You could use CSRLOC to set the cursor position rather than DSPATR(PC). That'd eliminate the need for an indicator.

When you use DSPATR(&VAR), what you're really doing is setting VAR to have the exact 5250 code that you want to send to the display. However, "position cursor" isn't really a display attribute. There's no 5250 attribute value for position cursor, so there's no value you could possibly put into &VAR that it could send to the terminal.

It's quite curious that IBM made DSPATR(PC) a display attribute in the first place. Why didn't they have a "POSCSRFLD" keyword or something like that? Why DSPATR? it has little to do with how the field is displayed.
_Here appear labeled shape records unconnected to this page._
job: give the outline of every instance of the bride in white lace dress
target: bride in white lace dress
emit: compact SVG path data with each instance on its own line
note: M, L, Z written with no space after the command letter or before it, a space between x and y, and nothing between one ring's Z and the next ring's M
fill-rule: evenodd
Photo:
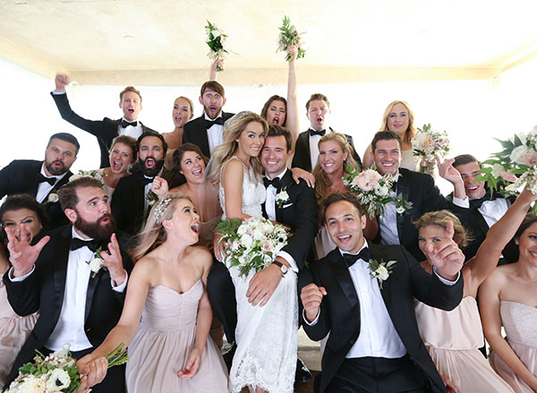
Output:
M224 142L212 154L216 160L209 179L219 184L222 218L261 218L265 187L259 160L267 122L253 113L241 113L231 120ZM229 391L291 393L296 366L297 297L296 275L286 274L262 307L248 302L246 292L254 276L239 278L229 268L237 301L236 352L229 373Z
This whole DSPATR(&VAR) thing was very poorly done, IMHO. People coding DDS want a level of abstraction between their code and the 5250 data stream. They don't want to code raw 5250 codes. IBM could've easily written it so that you set var = 'HI BL', and had it be high intensity and blinking.. they didn't need you to pass the raw attribute code.

But anyway, complaining about something that was implemented a long time ago and isn't changable at this point, is really an exersize in futuility.

I also want to stress that using the display file data structure to find out the pressed key is the way to go. this way, all keys can be treated the same way (function keys, page up/down, print screen, even enter).

I have the same problem with that technique. We shouldn't have to work with the raw 5250 AID bytes, we should have some level of abstraction. It's a really poor design that our two options are hex codes vs. numeric indicators.